Une étape historique vers un marché unifié des paiements en Afrique de l’Ouest
L’Union économique et monétaire ouest-africaine (UEMOA) franchit un cap décisif dans son intégration financière. La Banque Centrale des États de l’Afrique de l’Ouest (BCEAO) a officiellement lancé la Plateforme Interopérable du Système de Paiement Instantané (PI-SPI), marquant un tournant historique pour le secteur des paiements digitaux.
Désormais, les utilisateurs de la sous-région pourront effectuer des transferts instantanés et interopérables entre différents acteurs — banques, fintechs, opérateurs de mobile money ou émetteurs de monnaie électronique — dans les huit pays membres de l’UEMOA.
Cette innovation, pilotée par la BCEAO, vise à fluidifier les échanges, réduire les coûts de transaction et renforcer l’inclusion financière dans une région où plus de 60 % des adultes restent exclus du système bancaire formel.
Une infrastructure régionale au service de la souveraineté financière
La PI-SPI s’inscrit dans la stratégie de modernisation du système de paiement régional. En centralisant les flux via une plateforme unique, la BCEAO entend garantir la sécurité, la rapidité et la traçabilité des opérations.
Mais au-delà de la prouesse technologique, cette initiative incarne un enjeu de souveraineté monétaire et numérique. Dans un contexte où de nombreuses infrastructures de paiement sont encore contrôlées par des acteurs étrangers, la mise en place d’un système géré directement par la BCEAO renforce la capacité de la région à maîtriser ses flux financiers internes.
InTouch, parmi les premiers connectés — et au cœur du débat
Parmi les premiers acteurs à annoncer leur connexion à la PI-SPI figure InTouch, fintech sénégalaise présentée comme un symbole de réussite technologique régionale. Fondée par Omar Cissé, InTouch s’est donné pour mission de simplifier les paiements digitaux en Afrique. Son intégration à la nouvelle plateforme illustre son rôle structurant dans les infrastructures de paiement de la zone.

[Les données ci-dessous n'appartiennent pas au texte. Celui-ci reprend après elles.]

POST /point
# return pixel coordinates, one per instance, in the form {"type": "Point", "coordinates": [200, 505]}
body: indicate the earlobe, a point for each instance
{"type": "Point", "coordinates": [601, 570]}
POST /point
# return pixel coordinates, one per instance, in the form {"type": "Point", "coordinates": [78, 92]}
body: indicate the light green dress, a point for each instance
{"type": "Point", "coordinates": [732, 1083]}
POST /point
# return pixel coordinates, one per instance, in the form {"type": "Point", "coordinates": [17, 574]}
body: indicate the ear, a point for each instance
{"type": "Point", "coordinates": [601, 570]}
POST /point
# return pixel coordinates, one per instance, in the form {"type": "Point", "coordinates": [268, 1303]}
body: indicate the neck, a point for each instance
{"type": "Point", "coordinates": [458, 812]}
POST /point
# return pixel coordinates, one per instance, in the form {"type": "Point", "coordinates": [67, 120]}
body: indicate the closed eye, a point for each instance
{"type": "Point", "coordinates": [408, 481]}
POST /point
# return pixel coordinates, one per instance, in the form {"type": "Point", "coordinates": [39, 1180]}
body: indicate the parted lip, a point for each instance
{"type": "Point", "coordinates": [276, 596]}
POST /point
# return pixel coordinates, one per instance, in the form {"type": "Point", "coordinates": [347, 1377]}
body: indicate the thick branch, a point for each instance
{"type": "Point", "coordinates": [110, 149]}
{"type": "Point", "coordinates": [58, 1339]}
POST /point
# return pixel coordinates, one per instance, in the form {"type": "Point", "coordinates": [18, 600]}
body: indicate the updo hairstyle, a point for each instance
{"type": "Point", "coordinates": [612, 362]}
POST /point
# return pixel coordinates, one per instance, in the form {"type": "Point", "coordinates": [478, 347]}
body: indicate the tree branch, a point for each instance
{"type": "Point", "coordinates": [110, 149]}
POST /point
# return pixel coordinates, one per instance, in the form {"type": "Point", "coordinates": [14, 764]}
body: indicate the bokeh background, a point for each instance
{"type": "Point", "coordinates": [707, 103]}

Dans un communiqué, l’entreprise s’est félicitée de cette avancée, réaffirmant son engagement à « rendre les paiements plus simples, rapides et accessibles à tous ».
Cependant, la participation d’InTouch à cette transformation n’est pas exempte de débats. L’entreprise est en effet partiellement contrôlée par des groupes étrangers, notamment Worldline et CFAO, deux puissants acteurs français du numérique et de la distribution.
Cette configuration soulève des interrogations sur la gouvernance et la maîtrise des données financières à l’heure où la BCEAO promeut un système censé renforcer la souveraineté régionale. Plusieurs observateurs rappellent qu’InTouch, malgré son image de fintech africaine, fonctionne sous une structure capitalistique largement externalisée, ce qui pourrait créer des zones grises dans la gestion des flux interconnectés via la PI-SPI.
Pour certains analystes, cette situation illustre le dilemme de la région : comment bâtir une interopérabilité souveraine si les acteurs centraux du dispositif sont eux-mêmes adossés à des groupes étrangers ?
Inclusion, confiance et vigilance
Malgré ces zones d’ombre, l’entrée en service de la PI-SPI représente une avancée majeure pour les citoyens et les entreprises de la zone UEMOA. Elle devrait permettre :
- une réduction des coûts des transactions interbancaires et inter-fintech,
- une meilleure inclusion des populations rurales et informelles,
- une augmentation de la transparence dans la circulation monétaire régionale.
Toutefois, la réussite du projet dépendra aussi de la vigilance des régulateurs et de la clarification des responsabilités entre les différents acteurs connectés. Sans une gouvernance claire et indépendante, le risque serait de voir se reconstituer, sous un vernis d’intégration régionale, de nouvelles dépendances technologiques et économiques.
Une étape fondatrice, mais non définitive
Avec la mise en service de la PI-SPI, la BCEAO dote l’UEMOA d’un outil stratégique pour son intégration financière. C’est une victoire symbolique pour l’interopérabilité régionale, mais aussi un test grandeur nature pour la souveraineté numérique africaine.
Si l’infrastructure technique est désormais en place, le véritable enjeu sera de garantir que l’Afrique de l’Ouest contrôle ses propres canaux de paiement, ses données, et les bénéfices économiques qui en découlent.
En résumé :
La BCEAO vient d’ouvrir une nouvelle ère pour les paiements en Afrique de l’Ouest. L’interopérabilité promise est une avancée considérable, mais elle ne sera pleinement émancipatrice que si la région parvient à concilier innovation, inclusion et indépendance.